The price of gold has fallen this year, which is a major headwind for gold miners. It is also one of the key reasons why investors should be looking at streaming and royalty companies like Royal Gold Inc. (NASDAQ:RGLD), Franco-Nevada Corporation (TSX:FNV), and Wheaton Precious Metals Corp. (NYSE:WPM). They operate with a very different business model that shows its strength when times get tough.
What is streaming?
Miners have to find a location with gold, build a mine, dig up the gold, and then, when the gold has been depleted, close down the mine. Generally speaking, it's a complicated, dangerous, and expensive process. Streaming companies are a vital link in the gold mining process, but they don't get involved in any of the hard stuff. They just provide cash to miners, which gets used to build and run mines or pay down debt. In exchange, they get the right to buy precious metals at reduced rates in the future.
The prices that streaming companies pay can be shockingly low. For example, Wheaton's average cost for silver is around $4.50 an ounce. For gold, it pays around $400 an ounce. That compares to realized sales prices of roughly $16.50 per ounce of silver in the second quarter of 2018 and $1,300 per ounce of gold. The key takeaway is the streaming companies have very wide margins, a fact that remains true in good gold markets and bad because their costs are usually set as a percentage of the spot price. Miners often see their margins collapse (or turn negative) in bad markets because they have to adjust their operating costs, which is a difficult and time-consuming process.
So while streaming companies have seen their shares fall right along with the price of gold and gold miners, their advantaged business model makes them a more compelling long-term investment.
What have you done for me lately?
Royal Gold has been putting up very strong numbers despite gold's decline. In fiscal 2018, which ended in June, the streaming company reported record revenue, cash flow, and gold equivalent ounce production. Although gold prices have been weak, the company has a number of catalysts backing a solid outlook for 2019, including investments in three mine projects that are expected to start adding to revenue during the fiscal year.

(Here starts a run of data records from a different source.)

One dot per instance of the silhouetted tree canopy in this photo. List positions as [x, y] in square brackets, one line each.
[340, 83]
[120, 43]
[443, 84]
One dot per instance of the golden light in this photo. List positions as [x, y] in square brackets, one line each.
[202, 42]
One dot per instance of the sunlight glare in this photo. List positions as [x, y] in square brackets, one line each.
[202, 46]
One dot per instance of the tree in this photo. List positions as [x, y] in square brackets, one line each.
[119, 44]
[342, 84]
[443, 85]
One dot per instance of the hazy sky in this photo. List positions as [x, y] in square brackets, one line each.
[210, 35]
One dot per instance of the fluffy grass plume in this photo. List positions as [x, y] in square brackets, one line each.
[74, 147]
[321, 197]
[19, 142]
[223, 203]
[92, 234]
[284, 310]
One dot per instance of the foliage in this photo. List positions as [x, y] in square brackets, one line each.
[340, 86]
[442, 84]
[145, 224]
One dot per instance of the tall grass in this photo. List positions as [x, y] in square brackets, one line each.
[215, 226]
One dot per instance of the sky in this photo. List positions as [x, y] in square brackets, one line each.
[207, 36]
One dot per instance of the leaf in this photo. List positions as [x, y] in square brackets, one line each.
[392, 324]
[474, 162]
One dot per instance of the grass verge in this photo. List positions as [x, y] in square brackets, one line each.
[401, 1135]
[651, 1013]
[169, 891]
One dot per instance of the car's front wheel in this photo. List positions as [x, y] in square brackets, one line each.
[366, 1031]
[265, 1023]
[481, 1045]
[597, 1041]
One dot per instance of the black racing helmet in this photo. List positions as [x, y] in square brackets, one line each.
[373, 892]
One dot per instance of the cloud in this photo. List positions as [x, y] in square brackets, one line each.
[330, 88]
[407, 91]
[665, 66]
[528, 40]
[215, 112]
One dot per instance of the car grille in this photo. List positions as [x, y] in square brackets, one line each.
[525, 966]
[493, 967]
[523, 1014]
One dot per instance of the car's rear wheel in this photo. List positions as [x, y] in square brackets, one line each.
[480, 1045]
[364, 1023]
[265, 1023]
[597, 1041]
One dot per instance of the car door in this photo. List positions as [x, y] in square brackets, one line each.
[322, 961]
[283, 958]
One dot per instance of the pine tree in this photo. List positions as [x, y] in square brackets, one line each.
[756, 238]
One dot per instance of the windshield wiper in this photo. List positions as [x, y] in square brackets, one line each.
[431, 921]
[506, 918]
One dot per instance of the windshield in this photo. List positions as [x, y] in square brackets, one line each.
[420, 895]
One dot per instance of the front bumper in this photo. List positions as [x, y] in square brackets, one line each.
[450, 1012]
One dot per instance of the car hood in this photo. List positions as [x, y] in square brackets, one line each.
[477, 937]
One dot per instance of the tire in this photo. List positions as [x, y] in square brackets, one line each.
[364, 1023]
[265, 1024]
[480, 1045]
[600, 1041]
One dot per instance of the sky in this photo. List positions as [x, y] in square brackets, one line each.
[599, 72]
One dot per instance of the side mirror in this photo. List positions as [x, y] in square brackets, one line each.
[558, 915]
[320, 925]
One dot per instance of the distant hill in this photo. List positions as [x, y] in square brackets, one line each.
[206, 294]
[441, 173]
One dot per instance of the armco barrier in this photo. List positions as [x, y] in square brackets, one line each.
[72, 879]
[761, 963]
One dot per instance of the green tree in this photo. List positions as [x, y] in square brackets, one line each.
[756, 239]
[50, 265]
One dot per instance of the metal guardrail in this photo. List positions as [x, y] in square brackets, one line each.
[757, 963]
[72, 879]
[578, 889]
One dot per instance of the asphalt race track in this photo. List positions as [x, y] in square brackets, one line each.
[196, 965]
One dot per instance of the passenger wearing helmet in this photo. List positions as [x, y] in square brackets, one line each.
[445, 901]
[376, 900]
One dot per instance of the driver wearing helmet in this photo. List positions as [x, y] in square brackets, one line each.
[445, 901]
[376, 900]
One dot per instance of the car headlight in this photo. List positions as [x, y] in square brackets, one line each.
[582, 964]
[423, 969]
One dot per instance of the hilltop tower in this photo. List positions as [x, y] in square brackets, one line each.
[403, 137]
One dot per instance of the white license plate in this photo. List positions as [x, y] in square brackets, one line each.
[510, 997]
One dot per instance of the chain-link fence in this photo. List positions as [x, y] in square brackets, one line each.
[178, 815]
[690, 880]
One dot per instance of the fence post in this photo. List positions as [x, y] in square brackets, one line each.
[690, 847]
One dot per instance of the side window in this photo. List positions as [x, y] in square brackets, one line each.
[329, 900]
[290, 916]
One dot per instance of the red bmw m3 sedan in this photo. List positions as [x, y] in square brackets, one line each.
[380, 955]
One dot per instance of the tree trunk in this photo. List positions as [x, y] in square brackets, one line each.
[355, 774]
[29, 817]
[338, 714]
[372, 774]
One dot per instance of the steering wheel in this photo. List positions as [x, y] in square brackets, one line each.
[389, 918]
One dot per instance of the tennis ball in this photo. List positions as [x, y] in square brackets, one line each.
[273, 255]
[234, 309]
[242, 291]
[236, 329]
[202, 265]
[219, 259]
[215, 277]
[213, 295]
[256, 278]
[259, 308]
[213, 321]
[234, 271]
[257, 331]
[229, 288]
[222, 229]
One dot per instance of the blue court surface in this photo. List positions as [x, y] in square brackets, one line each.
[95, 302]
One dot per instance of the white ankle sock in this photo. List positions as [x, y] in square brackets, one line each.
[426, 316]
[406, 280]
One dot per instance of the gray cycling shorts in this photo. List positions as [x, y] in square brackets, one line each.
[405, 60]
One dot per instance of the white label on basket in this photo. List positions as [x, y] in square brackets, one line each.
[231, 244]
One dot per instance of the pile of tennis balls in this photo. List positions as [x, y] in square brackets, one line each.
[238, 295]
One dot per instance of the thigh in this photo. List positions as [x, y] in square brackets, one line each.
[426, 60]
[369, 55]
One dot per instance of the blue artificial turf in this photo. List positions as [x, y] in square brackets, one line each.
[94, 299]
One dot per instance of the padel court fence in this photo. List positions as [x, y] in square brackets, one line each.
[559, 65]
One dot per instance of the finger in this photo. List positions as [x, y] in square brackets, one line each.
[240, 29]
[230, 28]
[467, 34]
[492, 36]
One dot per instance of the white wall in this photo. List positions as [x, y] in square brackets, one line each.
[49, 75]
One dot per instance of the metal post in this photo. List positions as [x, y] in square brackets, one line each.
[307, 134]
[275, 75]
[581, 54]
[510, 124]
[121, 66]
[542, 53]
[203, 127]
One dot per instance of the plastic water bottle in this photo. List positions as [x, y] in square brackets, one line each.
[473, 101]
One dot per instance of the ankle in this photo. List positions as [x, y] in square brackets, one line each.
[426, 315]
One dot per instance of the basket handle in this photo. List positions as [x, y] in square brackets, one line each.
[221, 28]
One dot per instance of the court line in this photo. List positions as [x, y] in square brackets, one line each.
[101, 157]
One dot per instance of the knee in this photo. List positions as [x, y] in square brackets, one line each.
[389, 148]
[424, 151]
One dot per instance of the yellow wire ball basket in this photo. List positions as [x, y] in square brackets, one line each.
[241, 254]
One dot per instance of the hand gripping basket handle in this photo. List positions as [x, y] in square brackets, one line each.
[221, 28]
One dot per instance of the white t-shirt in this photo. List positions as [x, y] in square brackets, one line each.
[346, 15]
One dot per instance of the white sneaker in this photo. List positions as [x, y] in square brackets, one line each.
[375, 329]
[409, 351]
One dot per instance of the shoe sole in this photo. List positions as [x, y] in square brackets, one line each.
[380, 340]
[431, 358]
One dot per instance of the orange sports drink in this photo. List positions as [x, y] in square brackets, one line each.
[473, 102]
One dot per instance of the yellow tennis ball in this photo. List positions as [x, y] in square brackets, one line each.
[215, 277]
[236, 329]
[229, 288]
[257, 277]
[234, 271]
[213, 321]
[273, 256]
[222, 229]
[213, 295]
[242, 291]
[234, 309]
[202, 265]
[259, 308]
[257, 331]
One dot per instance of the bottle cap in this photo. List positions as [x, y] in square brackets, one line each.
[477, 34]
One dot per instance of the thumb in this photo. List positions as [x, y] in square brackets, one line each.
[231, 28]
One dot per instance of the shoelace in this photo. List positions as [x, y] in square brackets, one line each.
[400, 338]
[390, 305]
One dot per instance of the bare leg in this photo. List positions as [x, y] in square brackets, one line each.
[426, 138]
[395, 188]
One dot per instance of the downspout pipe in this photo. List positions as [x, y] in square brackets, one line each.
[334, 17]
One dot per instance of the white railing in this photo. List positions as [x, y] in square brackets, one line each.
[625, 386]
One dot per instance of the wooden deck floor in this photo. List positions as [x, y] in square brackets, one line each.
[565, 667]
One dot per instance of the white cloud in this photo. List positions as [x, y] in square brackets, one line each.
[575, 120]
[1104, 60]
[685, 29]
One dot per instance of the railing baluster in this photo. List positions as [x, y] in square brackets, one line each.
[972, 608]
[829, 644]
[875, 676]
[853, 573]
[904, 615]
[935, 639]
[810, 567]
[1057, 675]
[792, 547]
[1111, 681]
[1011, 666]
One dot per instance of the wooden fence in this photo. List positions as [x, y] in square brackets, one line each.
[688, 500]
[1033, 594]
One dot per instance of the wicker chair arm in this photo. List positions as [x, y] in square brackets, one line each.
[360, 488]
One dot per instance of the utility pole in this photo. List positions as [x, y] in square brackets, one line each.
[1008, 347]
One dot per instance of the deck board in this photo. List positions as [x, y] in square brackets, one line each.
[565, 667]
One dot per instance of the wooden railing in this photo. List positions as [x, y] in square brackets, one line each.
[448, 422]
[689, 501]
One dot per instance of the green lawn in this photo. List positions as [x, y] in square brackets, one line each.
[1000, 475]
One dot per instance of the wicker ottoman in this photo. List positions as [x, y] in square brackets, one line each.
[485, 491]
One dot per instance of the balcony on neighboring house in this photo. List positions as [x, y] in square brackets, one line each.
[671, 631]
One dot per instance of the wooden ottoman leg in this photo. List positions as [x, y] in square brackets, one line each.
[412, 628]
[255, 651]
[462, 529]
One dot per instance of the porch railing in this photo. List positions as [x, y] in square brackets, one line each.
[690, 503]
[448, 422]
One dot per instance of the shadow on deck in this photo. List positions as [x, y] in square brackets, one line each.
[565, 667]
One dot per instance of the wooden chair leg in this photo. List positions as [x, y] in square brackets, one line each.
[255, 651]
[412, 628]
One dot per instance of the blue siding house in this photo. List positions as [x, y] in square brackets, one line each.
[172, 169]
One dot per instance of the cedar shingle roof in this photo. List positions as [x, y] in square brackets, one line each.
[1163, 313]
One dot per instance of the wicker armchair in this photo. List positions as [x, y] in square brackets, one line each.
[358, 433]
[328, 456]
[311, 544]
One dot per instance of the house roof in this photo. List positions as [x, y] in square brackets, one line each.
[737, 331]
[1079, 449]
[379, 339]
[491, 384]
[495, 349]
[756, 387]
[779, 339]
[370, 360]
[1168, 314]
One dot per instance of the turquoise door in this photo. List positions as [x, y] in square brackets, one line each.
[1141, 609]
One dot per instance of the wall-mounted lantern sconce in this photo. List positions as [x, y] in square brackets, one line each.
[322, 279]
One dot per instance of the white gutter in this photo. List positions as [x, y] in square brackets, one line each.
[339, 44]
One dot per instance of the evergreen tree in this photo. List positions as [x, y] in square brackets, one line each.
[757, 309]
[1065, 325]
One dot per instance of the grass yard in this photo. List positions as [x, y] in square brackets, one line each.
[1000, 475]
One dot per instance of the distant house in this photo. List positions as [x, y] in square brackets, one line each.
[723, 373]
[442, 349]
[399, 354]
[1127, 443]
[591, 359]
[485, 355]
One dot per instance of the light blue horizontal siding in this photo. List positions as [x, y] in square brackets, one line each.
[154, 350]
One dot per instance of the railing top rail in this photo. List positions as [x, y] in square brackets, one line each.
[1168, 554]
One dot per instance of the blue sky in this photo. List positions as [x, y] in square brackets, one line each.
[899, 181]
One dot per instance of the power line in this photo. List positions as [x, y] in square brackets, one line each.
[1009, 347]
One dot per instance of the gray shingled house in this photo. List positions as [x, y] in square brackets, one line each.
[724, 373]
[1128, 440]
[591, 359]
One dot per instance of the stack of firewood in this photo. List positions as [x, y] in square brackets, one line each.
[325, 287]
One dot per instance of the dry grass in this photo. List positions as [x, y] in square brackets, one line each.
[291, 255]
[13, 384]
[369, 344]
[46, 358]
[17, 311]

Note that these investments have already been made, so there's no new cash needed. Royal Gold just has to wait for the miners to complete the projects. Meanwhile, Royal Gold has been using extra cash to pay down debt so that it is better prepared to provide funding for new investments in the future. Debt fell by a huge 40% in fiscal 2018. That said, this move will help to protect the streamer's cash flow in the face of weak gold prices, too, since less debt means lower interest costs. Royal Gold is in a good position as it heads into a new fiscal year even if gold prices remain weak.
Mine-specific issues have led to falling production at Franco-Nevada so far in 2018. Indeed, gold equivalent ounce production fell a painful 12% in the first half. However, the streamer still managed to increase adjusted EBITDA per share (up 1%) despite that headwind. The reason speaks to one of Franco-Nevada's core business approaches: diversification.
Diversification comes in two forms at Franco-Nevada. It has more mine investments than either of its two major peers. But it also used the recent energy downturn to invest in oil and natural gas royalties. That business has been ramping up, more than doubling revenue year over year in the second quarter, a period in which energy accounted for 14% of the top line. The gains in this business have offset weakness on the precious metals side and highlight the value of Franco-Nevada's more diversified approach. That said, if you are looking for a pure-play metals company, this streamer wouldn't be the best pick.
Franco-Nevada has no long-term debt on its balance sheet, so it, too, is in a very strong financial position. And with growth on the energy side expected to continue, it looks like this streamer can easily handle gold price weakness.
Wheaton Precious Metals is the most focused of this trio, preferring to invest in a small number of large mines. The big story at Wheaton, however, is its shifting production mix. When the company first started out it was almost exclusively focused on silver. It has been increasingly adding gold to the mix, with a roughly even split between the two today. This effort is still showing up in the company's results, with silver production down 15% in the second quarter and gold production up 7%.
However, gold is only one piece of the equation. So far this year, Wheaton has inked two new streaming deals, bringing palladium and, eventually, cobalt (expected to start adding to cash flow in 2021) into the mix. The company is projecting flat gold production for the full year and lower silver production, which isn't great news, especially if precious metals prices are weak. But this is something of a transition period for Wheaton, which expects to see growth in gold and silver production over the next five years as current investments pan out. And, on top of that, is the addition of the two new metals. Wheaton's shares have been hit harder than Royal Gold or Franco-Nevada's, but the shifting production mix is worth a close look.
Better than a miner
Although streaming companies will be impacted by lower precious metals prices, just like miners, they operate with very different business models. Locked-in low prices, usually set as a percentage of spot prices, helps protect margins. And each of these companies is making notable changes today to advance their businesses. Royal Gold's efforts to pare down debt should further protect margins and prepare it for a new round of investment when opportunities arise. Franco-Nevada's opportunistic oil investments are paying dividends right now. And Wheaton is continuing its effort to diversify, bringing in new metals that solidify its long-term production growth outlook. If you're looking at miners, step back and look at streamers -- you might find they are a better option for your portfolio.